News: Net direct tax collections up 21.8% to ₹9.57 lakh crore

 

What's in the news?

       India’s net direct tax collections grew 21.8% to ₹9.57 lakh crore by October 9, surpassing over half of the Budget estimates for this year, with personal income tax revenues rising 32.5% and corporate taxes increasing 12.4%.

 

Key takeaways:

       Refunds held up in some cases over past tax dues and incorrect bank account details.

 

Direct tax:

       The tax that is levied by the government directly on the individuals or corporations are called direct taxes.

       The incidence and impact of the direct tax fall on the same person.

       They are progressive in nature.

       They are not related to inflation changes.

       Example: Income Tax, Corporation Tax and Wealth Tax.

 

Income Tax:

       Income tax is levied on the income of individuals, Hindu undivided families, unregistered firms and other associations of people.

       In India, the nature of income tax is progressive.

       For taxation purposes, income from all sources is added and taxed as per the income tax slabs of the individual.

                

Corporation Tax:

       Corporation tax levied on the income of corporate firms and corporations.

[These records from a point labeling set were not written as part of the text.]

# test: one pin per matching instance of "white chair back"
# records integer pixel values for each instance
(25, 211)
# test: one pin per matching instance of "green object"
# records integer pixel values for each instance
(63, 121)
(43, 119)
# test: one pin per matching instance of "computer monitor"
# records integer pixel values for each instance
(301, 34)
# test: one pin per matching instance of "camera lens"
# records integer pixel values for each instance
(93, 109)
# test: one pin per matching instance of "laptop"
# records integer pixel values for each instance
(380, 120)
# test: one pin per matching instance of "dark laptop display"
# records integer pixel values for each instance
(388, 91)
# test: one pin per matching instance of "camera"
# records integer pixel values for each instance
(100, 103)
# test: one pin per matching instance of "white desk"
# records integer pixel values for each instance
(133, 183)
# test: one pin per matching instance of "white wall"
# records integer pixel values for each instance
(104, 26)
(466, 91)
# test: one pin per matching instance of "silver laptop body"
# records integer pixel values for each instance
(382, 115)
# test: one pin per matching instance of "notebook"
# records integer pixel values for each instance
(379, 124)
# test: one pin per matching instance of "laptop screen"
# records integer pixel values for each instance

       For taxation purposes, a company is treated as a separate entity and thus must pay a separate tax different from the personal income tax of its owner.

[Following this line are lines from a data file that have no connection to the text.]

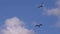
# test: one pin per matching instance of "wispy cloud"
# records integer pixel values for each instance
(15, 26)
(55, 12)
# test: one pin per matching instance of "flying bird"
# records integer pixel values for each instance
(41, 5)
(38, 25)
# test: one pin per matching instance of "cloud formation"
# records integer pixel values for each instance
(15, 26)
(55, 12)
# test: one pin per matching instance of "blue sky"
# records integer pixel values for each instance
(27, 11)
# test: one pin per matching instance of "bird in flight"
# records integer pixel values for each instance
(38, 25)
(41, 5)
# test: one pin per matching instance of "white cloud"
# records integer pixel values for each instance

       Companies both public and private which are registered in India under the Companies Act 1956 are liable to pay corporate tax.

       The government divides it between two sub-categories such as follows.

       Domestic company [Section 2(22A)]:

       An Indian company (i.e. a company formed and registered under the Companies Act,1956) or any other company which, in respect of its income liable to tax, under the Income Tax Act, would have to pay the tax.

       A domestic company may be a public company or a private company.

       Foreign company [Section 2(23A)]:

       A company whose control and management are situated wholly outside India, and which has not made the prescribed arrangements for declaration and payment of dividends within India.

       The government has reduced the corporate tax rate from 30% to 22% for existing companies, and from 25% to 15% for new manufacturing companies.